On the eve of the anniversary of not only the September 11 terrorist attacks in the US, but also of the 1973 CIA-backed Pinochet coup which overthrew the democratically elected government of Salvador Allende, LASNET organised a rally in solidarity with students, workers, and Indigenous people currently struggling against another right-wing government in Chile, that of Sebastian Piñera (see analysis by Council on Hemispheric Affairs).
The rally alternated speech and song, the latter in Spanish, and passers-by were offered a leaflet, the text of which is reproduced below. LASNET also plans a commemoration of the 1973 coup at Trades Hall tomorrow – see Remembering the Other September 11. (There is, of course, another reason for commemorating this date, as a speaker pointed out at the end: Melbourne’s own “9/11”, the World Economic Forum of 2000 … See http://www.takver.com/history/s11.htm)
See also http://chilesolidarity.org
Text of leaflet:
While much of the world’s attention this year has been turned toward events in the Northern hemisphere – the Arab Spring, the Spanish and Greek street assemblies, the riots in the UK, the violence in Libya- an equally interesting and potentially more radical movement has been taking place in Chile. Chilean students and the poor who have been excluded from “the Chilean miracle” of American-trained free marketeers have waged fierce battle with the cops. One teenager has been killed in the streets, shot by police in Macul, a borough of Santiago. Initial reports described the victim as a protester; later ones say he may have been an onlooker. His family places the blame squarely on the police. Whatever the final determination, he was a casulaty in a conflict that has pitted Chilean youth against a social order that is old, decrepit, and brutal.
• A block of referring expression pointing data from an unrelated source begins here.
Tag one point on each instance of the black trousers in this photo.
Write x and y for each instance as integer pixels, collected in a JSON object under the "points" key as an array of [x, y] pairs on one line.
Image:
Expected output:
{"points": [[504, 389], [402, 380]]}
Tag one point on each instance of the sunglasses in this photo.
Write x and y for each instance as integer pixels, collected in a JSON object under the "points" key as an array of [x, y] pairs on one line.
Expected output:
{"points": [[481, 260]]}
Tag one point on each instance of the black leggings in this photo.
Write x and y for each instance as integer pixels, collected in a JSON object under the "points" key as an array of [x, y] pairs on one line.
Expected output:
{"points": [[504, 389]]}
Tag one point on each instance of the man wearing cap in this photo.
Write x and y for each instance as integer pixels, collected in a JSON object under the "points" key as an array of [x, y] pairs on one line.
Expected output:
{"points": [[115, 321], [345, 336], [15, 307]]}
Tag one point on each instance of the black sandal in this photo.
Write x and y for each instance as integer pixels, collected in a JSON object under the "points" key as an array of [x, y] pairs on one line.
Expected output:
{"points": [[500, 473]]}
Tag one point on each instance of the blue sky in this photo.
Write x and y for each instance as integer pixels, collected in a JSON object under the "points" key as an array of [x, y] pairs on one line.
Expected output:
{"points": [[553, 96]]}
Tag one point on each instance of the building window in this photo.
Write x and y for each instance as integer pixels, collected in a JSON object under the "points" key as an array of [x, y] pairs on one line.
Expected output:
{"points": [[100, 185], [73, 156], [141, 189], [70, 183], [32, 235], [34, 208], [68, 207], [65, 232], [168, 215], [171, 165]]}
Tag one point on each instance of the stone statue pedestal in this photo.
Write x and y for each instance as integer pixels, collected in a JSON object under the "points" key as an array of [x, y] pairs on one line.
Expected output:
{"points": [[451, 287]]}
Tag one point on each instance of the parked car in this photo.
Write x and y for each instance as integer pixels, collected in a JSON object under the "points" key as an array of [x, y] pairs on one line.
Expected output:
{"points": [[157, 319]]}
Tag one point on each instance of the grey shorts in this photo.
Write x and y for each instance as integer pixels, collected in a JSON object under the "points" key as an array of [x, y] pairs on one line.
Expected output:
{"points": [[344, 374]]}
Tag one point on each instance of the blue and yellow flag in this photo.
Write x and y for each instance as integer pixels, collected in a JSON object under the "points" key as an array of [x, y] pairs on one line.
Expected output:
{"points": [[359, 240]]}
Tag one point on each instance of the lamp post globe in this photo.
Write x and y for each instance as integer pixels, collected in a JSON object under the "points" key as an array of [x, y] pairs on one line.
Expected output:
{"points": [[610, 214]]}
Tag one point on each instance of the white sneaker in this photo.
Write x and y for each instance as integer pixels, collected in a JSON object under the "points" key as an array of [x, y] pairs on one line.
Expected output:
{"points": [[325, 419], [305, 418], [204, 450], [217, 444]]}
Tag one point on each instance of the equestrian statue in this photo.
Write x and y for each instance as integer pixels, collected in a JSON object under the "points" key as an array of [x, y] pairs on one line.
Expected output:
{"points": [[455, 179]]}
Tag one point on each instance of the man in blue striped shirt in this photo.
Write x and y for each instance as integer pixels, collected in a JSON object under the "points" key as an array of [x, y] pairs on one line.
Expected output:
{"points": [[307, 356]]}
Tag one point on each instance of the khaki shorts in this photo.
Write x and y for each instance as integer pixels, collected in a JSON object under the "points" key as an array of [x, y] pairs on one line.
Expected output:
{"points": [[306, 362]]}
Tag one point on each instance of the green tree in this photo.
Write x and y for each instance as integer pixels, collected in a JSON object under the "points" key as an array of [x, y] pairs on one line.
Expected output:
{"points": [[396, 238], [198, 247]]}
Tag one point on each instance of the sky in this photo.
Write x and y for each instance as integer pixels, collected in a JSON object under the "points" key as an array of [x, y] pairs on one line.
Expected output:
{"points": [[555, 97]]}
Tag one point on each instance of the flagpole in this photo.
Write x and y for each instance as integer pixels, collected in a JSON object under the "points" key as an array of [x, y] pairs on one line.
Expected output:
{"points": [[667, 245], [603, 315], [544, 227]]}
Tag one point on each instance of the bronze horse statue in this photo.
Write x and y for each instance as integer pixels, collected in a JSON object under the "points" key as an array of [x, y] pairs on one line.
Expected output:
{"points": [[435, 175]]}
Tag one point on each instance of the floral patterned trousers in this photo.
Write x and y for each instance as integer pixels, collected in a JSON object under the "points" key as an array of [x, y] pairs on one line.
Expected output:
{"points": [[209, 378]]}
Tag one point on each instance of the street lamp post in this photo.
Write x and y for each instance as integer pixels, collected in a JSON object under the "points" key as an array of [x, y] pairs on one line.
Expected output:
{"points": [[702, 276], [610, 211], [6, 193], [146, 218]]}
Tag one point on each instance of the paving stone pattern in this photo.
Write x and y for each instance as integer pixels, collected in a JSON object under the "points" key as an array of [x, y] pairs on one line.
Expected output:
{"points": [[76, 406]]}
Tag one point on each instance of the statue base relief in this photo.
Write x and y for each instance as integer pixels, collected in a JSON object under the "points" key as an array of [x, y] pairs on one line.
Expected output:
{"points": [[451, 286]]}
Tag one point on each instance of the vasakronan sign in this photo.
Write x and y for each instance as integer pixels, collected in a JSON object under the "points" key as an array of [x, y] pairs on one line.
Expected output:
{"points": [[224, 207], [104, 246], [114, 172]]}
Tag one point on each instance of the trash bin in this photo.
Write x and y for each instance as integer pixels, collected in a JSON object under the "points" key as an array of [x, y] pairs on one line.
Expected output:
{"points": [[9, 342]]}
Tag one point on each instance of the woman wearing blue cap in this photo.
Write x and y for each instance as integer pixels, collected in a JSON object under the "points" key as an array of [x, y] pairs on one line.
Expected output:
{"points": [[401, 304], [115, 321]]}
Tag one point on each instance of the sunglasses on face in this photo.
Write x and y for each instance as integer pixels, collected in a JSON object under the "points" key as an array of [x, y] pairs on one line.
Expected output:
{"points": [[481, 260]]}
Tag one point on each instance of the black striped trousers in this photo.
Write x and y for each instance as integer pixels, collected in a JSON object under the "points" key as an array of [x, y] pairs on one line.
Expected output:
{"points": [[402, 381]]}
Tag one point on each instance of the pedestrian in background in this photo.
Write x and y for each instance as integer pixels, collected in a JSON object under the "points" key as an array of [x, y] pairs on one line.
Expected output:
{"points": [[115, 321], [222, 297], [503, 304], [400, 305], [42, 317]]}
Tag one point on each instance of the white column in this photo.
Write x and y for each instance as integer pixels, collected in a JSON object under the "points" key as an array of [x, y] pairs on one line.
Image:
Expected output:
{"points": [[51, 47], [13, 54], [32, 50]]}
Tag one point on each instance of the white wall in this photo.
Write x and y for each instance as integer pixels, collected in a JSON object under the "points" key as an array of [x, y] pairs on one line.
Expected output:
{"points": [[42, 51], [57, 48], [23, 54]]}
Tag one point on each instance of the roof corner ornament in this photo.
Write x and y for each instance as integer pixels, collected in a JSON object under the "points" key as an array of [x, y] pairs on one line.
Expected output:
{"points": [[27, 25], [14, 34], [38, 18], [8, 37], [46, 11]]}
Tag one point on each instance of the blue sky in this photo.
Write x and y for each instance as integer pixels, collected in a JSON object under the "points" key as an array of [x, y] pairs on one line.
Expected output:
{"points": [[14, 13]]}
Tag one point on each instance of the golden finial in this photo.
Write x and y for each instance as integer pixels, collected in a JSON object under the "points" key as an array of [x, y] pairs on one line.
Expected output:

The Chilean movement has emerged in the throes of winter in the Southern hemisphere, with young people going out into the icy streets, braving the elements, of course, and, more importantly, directly challenging the Chilean state and its gendarmes, showing determination and resolve in the face of the military police. These cops are the ‘carabineros’ of sinister memory under Pinochet. Their vehicles include armored personnel carriers, and they shoot water cannons at demonstrators. They more resemble an occupying army than a riot squad.
We want to remember Manuel Guttierrez Reinoso, the teenager killed on the night of August 24, but we want to do more than that: we want to actively support the broader rebellion and struggles in Chile. We see something in the protest movement there that we identify with: it is a struggle that is ours as well. The Chilean protests began as a student movement demanding the right to public education, and at no cost to students, even at the university level. The protests began on a whimsical note, with mass “kiss-ins” and other creative gestures. What made Chile different from Australia was the Chilean workers and the poor saw the students’ fight as one they should support as well. As the movement spread, it encountered stiff resistance from the state and its armed wing, the police. What started with a kind of poetry turned into social movements struggles[sic].
With this rally today September 10 in Melbourne-Australia, we are supporting the main sectors actively opposing the neoliberal policies, we are supporting the Mapuche (Indigenous people in Chile and Argentina) in their struggle for autonomy and self-determination, asking the right-wing government to stop the repression and discrimination against them; today we are supporting the workers’ struggles for better conditions and to stop the casualisation which is conducted to impoverish Chilean society, we need to stop neoliberal policies, we need to build something different to capitalism; all [are] welcome in this endeavour.